Some of today’s news is the kind of thing you don’t normally see here.

 

We tend to focus on the prices of coins, regulatory action, and things that seem more germane to the board room than your afternoon tabloid.

 

This story is different – we have a mysterious death in a Spanish prison, and the legacy of a man who by all accounts courted an extreme amount of drama, and conducted himself in a way that most business people would abhor.

 

Major media report today that John McAfee died in prison in Spain, commiting suicide while awaiting extradition to the United States for various charges around fraud and tax evasion.

 

Most people know McAfee best as the pioneer of his branded desktop cybersecurity software, but cryptocurrency fans also know him as one of the leading proponents of Bitcoin in the past few years.

 

At Coindesk, Nathaniel Whittemore writes a lengthy and passionate eulogy to this departed individual that has some pretty hair-raising elements to it

 

First of all, Whittemore covers why people some people consider McAfee to have been a shady character.

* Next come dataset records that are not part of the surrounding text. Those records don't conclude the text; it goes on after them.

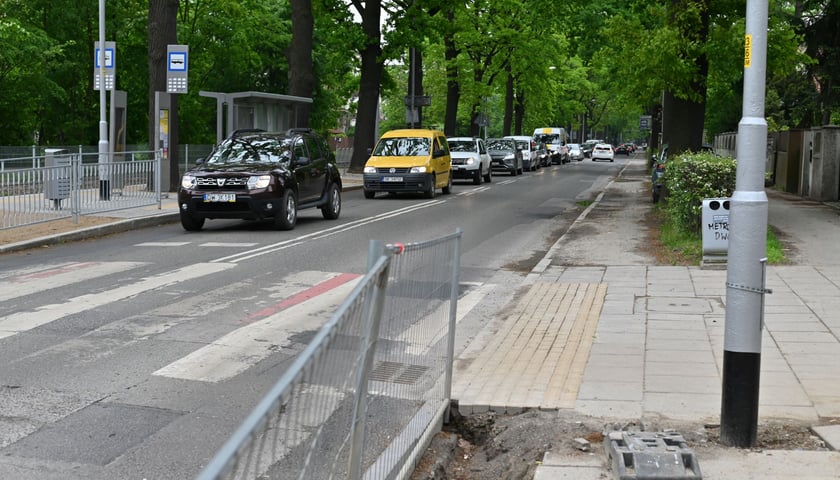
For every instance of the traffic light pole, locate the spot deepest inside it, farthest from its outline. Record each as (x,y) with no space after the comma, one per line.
(747,247)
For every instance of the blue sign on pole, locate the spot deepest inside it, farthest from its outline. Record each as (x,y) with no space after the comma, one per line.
(177,67)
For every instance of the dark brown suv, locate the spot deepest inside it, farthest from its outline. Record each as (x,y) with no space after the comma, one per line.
(255,175)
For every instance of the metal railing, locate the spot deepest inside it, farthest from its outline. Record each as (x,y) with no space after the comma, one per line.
(365,397)
(63,185)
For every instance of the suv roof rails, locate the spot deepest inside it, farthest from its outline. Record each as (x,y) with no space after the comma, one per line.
(292,131)
(245,131)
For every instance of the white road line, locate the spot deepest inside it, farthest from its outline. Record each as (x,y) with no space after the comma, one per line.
(35,281)
(238,257)
(23,321)
(473,191)
(426,333)
(228,245)
(245,347)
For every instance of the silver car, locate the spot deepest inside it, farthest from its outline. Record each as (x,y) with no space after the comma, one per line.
(470,159)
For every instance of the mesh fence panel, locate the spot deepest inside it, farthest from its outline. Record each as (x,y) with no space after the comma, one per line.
(393,336)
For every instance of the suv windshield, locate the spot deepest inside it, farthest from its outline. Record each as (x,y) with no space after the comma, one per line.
(402,147)
(500,145)
(251,150)
(462,146)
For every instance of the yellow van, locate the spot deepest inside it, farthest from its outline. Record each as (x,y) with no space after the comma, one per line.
(409,160)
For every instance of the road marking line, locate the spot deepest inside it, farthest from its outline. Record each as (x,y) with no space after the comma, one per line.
(23,321)
(59,276)
(233,245)
(244,347)
(238,257)
(161,244)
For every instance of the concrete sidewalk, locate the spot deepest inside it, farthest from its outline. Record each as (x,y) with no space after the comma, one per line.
(627,340)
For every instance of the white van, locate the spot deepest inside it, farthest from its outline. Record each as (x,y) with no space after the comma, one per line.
(554,139)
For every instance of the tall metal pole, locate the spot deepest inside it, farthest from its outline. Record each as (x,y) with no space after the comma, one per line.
(104,187)
(747,247)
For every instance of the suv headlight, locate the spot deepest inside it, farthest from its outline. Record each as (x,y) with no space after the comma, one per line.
(258,181)
(188,181)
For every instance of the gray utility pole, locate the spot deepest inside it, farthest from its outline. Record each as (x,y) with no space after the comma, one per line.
(747,247)
(104,187)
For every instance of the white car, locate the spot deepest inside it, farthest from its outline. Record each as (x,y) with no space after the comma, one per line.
(470,159)
(530,154)
(603,151)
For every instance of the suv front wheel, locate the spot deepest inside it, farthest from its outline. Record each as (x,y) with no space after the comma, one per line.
(286,217)
(332,208)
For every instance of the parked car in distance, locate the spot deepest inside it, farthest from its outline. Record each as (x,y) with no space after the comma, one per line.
(530,156)
(575,152)
(255,175)
(555,142)
(409,160)
(657,176)
(603,151)
(622,149)
(504,155)
(470,159)
(587,147)
(543,154)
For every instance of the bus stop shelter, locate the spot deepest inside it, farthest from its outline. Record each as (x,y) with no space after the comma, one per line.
(267,111)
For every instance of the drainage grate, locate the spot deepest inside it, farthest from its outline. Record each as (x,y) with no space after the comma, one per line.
(401,373)
(657,455)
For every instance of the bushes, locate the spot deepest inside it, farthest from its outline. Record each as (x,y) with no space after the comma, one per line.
(691,177)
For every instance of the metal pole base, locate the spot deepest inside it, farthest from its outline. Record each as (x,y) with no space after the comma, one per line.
(739,403)
(104,190)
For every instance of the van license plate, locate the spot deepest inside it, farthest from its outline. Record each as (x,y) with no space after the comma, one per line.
(219,197)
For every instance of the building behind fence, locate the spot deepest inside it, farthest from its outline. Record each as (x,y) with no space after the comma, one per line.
(365,397)
(805,162)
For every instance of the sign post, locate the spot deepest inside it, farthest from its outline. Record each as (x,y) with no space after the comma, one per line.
(748,247)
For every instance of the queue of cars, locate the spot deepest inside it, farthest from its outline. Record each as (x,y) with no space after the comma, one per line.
(254,174)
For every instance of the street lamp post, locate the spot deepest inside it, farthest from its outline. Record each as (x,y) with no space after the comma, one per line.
(747,248)
(104,187)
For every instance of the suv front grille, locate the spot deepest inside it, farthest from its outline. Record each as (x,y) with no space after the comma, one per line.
(221,183)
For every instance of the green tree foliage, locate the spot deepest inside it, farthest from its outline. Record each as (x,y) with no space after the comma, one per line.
(691,177)
(25,55)
(524,63)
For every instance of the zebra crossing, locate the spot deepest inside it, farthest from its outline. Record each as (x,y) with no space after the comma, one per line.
(223,331)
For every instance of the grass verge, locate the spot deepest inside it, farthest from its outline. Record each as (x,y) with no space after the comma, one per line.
(678,247)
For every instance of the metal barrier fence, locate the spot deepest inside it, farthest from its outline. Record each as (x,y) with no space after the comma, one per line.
(365,397)
(66,185)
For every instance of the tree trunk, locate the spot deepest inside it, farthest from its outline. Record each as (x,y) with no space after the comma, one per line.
(366,115)
(299,56)
(507,121)
(453,87)
(683,120)
(162,31)
(518,113)
(415,84)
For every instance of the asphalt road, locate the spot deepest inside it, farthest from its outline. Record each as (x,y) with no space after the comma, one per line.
(98,338)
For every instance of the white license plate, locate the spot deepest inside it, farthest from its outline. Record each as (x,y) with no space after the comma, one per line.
(219,197)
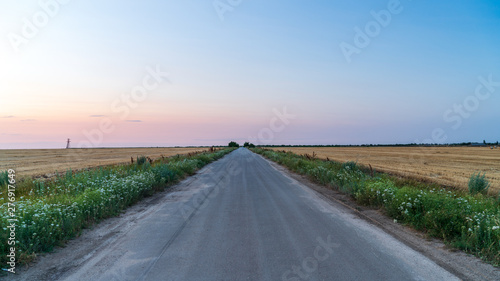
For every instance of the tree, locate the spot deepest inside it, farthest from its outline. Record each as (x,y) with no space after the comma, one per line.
(233,144)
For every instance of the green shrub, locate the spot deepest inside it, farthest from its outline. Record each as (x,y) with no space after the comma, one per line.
(4,178)
(469,222)
(478,184)
(350,165)
(141,160)
(52,210)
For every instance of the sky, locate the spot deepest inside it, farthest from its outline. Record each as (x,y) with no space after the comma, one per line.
(204,72)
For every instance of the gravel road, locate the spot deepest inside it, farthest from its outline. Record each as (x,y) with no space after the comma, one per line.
(239,218)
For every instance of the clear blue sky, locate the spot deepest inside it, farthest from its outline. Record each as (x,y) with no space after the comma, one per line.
(229,72)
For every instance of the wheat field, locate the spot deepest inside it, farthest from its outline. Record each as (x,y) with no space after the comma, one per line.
(450,166)
(37,162)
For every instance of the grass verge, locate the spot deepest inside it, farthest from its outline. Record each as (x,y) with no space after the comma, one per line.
(52,211)
(468,222)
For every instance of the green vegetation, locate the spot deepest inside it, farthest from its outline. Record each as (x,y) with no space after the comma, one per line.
(233,144)
(51,211)
(478,184)
(248,145)
(470,222)
(4,178)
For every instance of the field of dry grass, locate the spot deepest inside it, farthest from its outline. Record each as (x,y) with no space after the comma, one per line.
(34,162)
(450,166)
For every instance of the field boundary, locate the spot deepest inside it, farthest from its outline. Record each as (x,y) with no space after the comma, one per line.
(469,223)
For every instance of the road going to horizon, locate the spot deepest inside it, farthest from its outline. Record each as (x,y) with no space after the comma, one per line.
(241,219)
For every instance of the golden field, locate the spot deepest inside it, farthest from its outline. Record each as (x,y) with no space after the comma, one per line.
(450,166)
(34,162)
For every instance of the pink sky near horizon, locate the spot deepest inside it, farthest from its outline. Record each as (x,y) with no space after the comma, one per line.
(227,78)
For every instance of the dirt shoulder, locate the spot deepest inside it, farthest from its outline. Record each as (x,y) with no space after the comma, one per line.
(464,266)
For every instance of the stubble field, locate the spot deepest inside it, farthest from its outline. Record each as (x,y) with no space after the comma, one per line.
(36,162)
(450,166)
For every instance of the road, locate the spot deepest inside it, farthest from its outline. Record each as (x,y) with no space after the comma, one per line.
(241,219)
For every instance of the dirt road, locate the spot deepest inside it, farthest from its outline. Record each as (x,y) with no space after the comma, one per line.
(244,218)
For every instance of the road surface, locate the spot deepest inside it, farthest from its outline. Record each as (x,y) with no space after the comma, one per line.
(241,219)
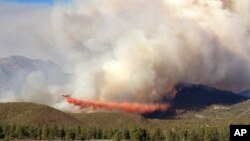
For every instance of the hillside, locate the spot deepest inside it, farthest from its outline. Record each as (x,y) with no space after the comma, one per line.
(192,97)
(30,113)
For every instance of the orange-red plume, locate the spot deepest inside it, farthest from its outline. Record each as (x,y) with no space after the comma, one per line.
(126,106)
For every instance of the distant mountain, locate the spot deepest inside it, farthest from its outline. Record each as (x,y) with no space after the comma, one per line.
(190,97)
(245,93)
(14,71)
(35,114)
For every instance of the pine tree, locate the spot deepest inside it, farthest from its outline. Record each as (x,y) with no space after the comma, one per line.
(1,133)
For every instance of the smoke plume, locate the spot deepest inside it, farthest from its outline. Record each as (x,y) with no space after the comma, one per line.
(136,50)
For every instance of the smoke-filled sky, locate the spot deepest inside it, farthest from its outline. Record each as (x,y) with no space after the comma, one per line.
(134,50)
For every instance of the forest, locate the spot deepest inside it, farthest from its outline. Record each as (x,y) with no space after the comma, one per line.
(45,132)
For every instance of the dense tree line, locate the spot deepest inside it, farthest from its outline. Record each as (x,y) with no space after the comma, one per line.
(17,132)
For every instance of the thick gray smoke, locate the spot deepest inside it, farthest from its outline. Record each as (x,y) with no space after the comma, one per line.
(135,50)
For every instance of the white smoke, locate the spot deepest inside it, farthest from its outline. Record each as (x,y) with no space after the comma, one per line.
(135,50)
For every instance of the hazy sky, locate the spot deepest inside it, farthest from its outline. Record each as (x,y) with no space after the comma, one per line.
(49,2)
(26,29)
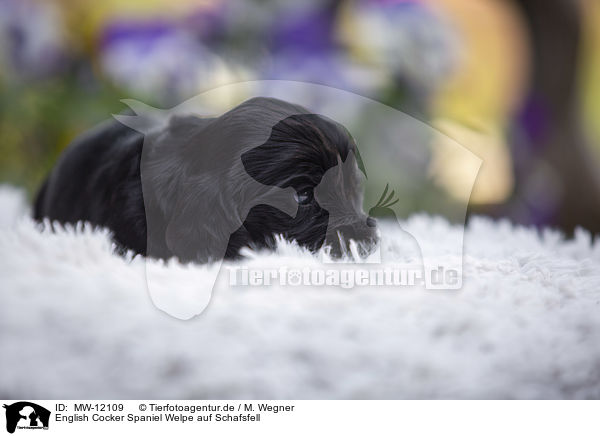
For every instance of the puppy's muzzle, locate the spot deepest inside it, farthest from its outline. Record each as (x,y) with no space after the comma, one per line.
(363,231)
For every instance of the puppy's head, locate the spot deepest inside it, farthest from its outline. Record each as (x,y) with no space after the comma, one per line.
(265,168)
(317,158)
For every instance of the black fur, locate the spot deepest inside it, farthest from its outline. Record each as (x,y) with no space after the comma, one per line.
(185,185)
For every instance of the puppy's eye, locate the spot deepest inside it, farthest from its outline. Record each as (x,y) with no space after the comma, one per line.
(304,197)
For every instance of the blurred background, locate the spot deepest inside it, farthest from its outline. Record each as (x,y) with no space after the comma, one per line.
(515,81)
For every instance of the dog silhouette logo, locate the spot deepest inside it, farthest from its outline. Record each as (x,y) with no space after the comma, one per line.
(26,415)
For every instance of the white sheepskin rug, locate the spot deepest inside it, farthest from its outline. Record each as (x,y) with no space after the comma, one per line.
(76,321)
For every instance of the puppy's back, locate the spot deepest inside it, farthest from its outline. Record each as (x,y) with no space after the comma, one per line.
(90,174)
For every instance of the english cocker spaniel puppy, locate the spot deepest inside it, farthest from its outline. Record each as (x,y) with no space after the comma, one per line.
(200,189)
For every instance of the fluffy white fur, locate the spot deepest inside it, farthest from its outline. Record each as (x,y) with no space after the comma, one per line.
(76,321)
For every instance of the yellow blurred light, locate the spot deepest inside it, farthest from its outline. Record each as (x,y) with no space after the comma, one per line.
(451,167)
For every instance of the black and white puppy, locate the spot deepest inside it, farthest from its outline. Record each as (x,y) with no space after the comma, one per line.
(200,189)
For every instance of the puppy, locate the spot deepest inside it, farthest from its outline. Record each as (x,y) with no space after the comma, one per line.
(200,189)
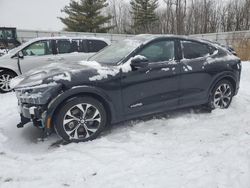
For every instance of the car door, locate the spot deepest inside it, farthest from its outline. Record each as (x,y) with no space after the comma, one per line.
(67,51)
(195,79)
(37,54)
(155,87)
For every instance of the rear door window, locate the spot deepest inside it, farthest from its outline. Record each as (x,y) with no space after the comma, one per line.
(38,48)
(159,51)
(192,50)
(95,45)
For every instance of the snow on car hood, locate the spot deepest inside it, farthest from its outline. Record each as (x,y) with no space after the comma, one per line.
(84,71)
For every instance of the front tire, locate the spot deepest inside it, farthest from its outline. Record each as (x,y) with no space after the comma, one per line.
(80,119)
(222,95)
(5,77)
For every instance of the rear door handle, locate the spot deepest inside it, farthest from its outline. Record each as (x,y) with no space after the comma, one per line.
(61,59)
(50,59)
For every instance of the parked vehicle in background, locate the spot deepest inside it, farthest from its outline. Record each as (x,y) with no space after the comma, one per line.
(8,39)
(43,51)
(135,77)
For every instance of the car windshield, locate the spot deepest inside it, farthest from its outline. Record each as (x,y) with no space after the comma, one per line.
(116,52)
(15,50)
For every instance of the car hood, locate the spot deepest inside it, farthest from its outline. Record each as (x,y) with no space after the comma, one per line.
(67,74)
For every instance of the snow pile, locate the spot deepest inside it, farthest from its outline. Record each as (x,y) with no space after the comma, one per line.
(180,149)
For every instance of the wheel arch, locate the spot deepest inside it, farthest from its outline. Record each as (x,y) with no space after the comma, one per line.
(55,104)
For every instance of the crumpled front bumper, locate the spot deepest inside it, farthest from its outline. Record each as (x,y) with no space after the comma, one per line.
(35,114)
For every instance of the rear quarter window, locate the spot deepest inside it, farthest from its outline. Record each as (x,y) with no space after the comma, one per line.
(192,50)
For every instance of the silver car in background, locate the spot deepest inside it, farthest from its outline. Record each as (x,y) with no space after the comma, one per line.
(43,51)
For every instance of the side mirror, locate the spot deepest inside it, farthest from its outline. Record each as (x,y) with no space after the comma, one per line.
(20,55)
(139,62)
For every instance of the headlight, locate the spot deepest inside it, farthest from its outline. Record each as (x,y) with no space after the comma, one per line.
(40,94)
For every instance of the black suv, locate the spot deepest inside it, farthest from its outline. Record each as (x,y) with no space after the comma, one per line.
(143,75)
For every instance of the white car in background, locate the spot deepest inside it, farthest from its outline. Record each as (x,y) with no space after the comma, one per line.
(43,51)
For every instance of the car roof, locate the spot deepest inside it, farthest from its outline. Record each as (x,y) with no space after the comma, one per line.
(70,38)
(145,38)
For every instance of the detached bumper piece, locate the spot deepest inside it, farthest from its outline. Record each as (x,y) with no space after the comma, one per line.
(36,114)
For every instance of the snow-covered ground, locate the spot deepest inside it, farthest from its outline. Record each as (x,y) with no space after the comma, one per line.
(182,149)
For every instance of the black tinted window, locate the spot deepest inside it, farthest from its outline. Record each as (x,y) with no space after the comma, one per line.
(159,51)
(95,45)
(64,46)
(192,50)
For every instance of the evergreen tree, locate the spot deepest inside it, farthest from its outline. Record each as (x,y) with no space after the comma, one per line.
(143,14)
(85,16)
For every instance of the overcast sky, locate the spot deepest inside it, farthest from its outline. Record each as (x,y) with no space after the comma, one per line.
(32,14)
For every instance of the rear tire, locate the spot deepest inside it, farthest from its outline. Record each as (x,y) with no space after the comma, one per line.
(5,77)
(80,119)
(222,95)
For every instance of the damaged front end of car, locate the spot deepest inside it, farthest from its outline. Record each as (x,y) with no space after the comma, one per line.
(33,104)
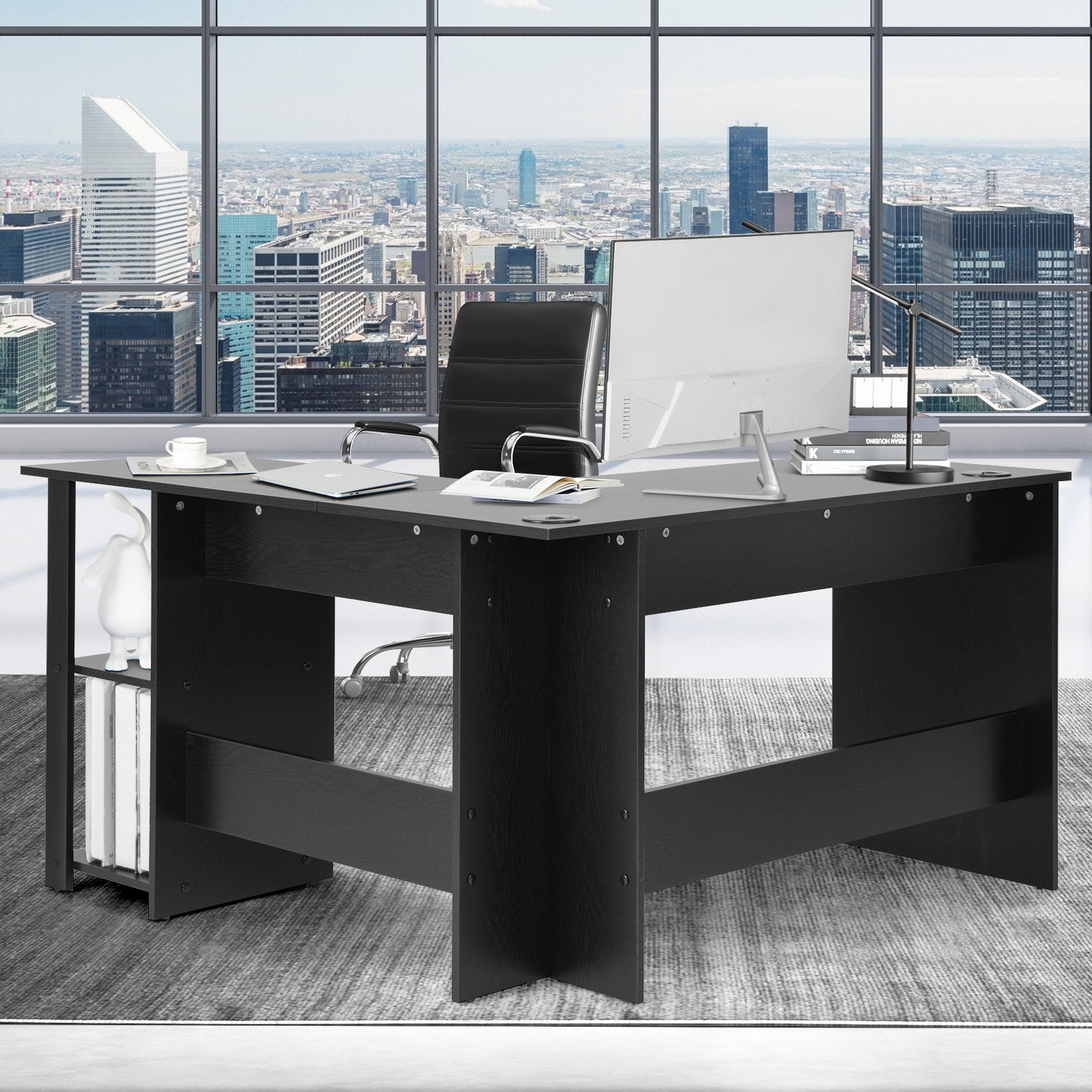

“(McAfee said July 17, 2017 that) if Bitcoin wasn’t $500 thousand within three years, he would ‘eat his **** on national television,’” Whittemore writes. “A few months later he doubled down, saying: ‘When I predicted bitcoin at $500 thousand by the end of 2020, it used a model that predicted $5000 at the end of 2017. BTC has accelerated much faster than my model assumptions. I now predict bitcoin at $1 million by the end of 2020.’ … Unsurprisingly, as a wave of people got absolutely wrecked thanks to shillers like McAfee, the SEC didn’t stay quiet for long. McAfee started moving into a new phase – staying on the move via his boat and tweeting to his more than million followers.”

When you think about how people usually approach financial advice, you can see that McAfee didn’t have the kinds of redlines that most of us do. Where the magnate may have went wrong, aside from saying he would eat portions of his own genitals in the event of certain Bitcoin price declines, is that he didn’t qualify his predictions with any number of the standard qualifications people use to keep themselves out of trouble.

 

However, another detail in Whittemore’s story is also disturbing.

 

It’s not surprising that many Internet posters would believe that McAfee’s apparent suicide was a conspiracy, given the context.

 

What’s strange is that John McAfee reportedly started telling people that his suicide would be staged as early as 2019, and even got the evidence on his arm.

 

Here’s the text of McAfee’s tweet: “Getting subtle messages from U.S. officials saying, in effect: ‘We’re coming for you McAfee! We’re going to kill yourself.’ I got a tattoo today just in case. If I suicide myself, I didn’t. I was whackd. Check my right arm. $WHACKD available only on http://McAfeedex.com:)”

On the other hand, stories like this one at RT suggest McAfee might have been despondent over his lack of funds, although his reported statement (I regret nothing!) doesn’t sound remotely suicidal.

So did McAfee kill himself? Or did he get whacked?

Look for all of this to play out in a postmortem of McAfee’s life, not only as a person, but as an unusually shaped cog in the global cryptocurrency economic system.